Last week was another rough one in the oil market. Oil fell as much as 5% at one point, which when added to May's 16% slump, pushed crude more than 20% below its high in late April. That 20% decline from the top means crude oil had entered into another bear market, its second in less than a year.
The renewed selling pressure in the oil market is another reminder to investors that they should avoid oil stocks that need higher oil prices to fuel their operations.
The oil price roller coaster
Oil prices have been all over the place in the past year. Crude crested at more than $75 a barrel last October, fueled by concerns about a potential global supply shortage as the Trump administration imposed new sanctions on Iran. Those sanctions, however, weren't as powerful as promised, causing crude prices to cash more than 40% at the end of last year.
That forced OPEC to come to the oil market's rescue by reducing its production once again. The move helped ignite another rally in the oil market in 2019, with crude rebounding nearly 50% from its bottom in December to more than $66 a barrel by late April. However, growing concerns about the strength of the global economy due to the escalating trade war between the U.S. and China have weighed on crude prices over the past six weeks, pushing it down about 20% from that high to less than $55 a barrel. Crude could continue falling if the data starts confirming market fears that oil demand is beginning to weaken.
The haves and the have-nots
Changes in oil prices will directly impact the cash flows of nearly every oil producer. However, some are less equipped to handle this volatility than others.
Denbury Resources (DNR) is one of those that desperately need higher oil prices. The oil producer is in such a tight spot financially that it cut its spending by about 25% from last year's level so that it could generate some excess cash to help chip away at the more than $2.5 billion of debt that's weighing it down. As a result of its reduced investment level, Denbury's production is on track to decline by about 4% this year.
The company noted during the first quarter that thanks to the rebound of oil prices in early 2019, it was on track to produce more than $150 million in excess cash this year. However, every $5 change in oil prices impacts its cash flow by $100 million. Thus, with oil crashing into the $50s, it's likely to produce less than $100 million in free cash flow this year, which would barely make a dent in its debt load.
Financially stronger oil producers, on the other hand, are in a much better position to navigate crude oil's recent slump. Marathon Oil (MRO 1.05%) and Devon Energy (DVN 1.52%), for example, can thrive at lower oil prices. Both need oil to average only around $45 a barrel to support their growth plans, which would see them increase their oil output at a double-digit rate this year. Because of that, each can generate significant free cash flow above that level.

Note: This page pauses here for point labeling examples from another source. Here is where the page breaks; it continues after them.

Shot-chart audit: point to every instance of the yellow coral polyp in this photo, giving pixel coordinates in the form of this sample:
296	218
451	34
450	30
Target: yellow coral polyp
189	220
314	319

In Marathon Oil's case, it can produce more than $750 million in cumulative cash flow through 2020 at $50 a barrel and upward of $2.2 billion if crude is around $60. Devon Energy, meanwhile, can produce $800 million in free cash by 2021 with oil at $50, increasing to more than $2.3 billion if oil averages $60 over that time frame. Since both companies already have healthy balance sheets and strong growth profiles, they don't have any need for this money. Because of that, each will likely return it all to investors through share repurchases and dividends.
Stick with the low-cost cash flow machines
While oil companies like Denbury Resources have tremendous upside potential at higher oil prices, they have such a large financial hole to dig out of that they're not ideal investments, given all the volatility in oil prices. Instead, investors should focus on oil producers that have low oil price break-even levels. That's because they're positioned not only to thrive at lower prices, but also cash in on the next upward wave in crude oil.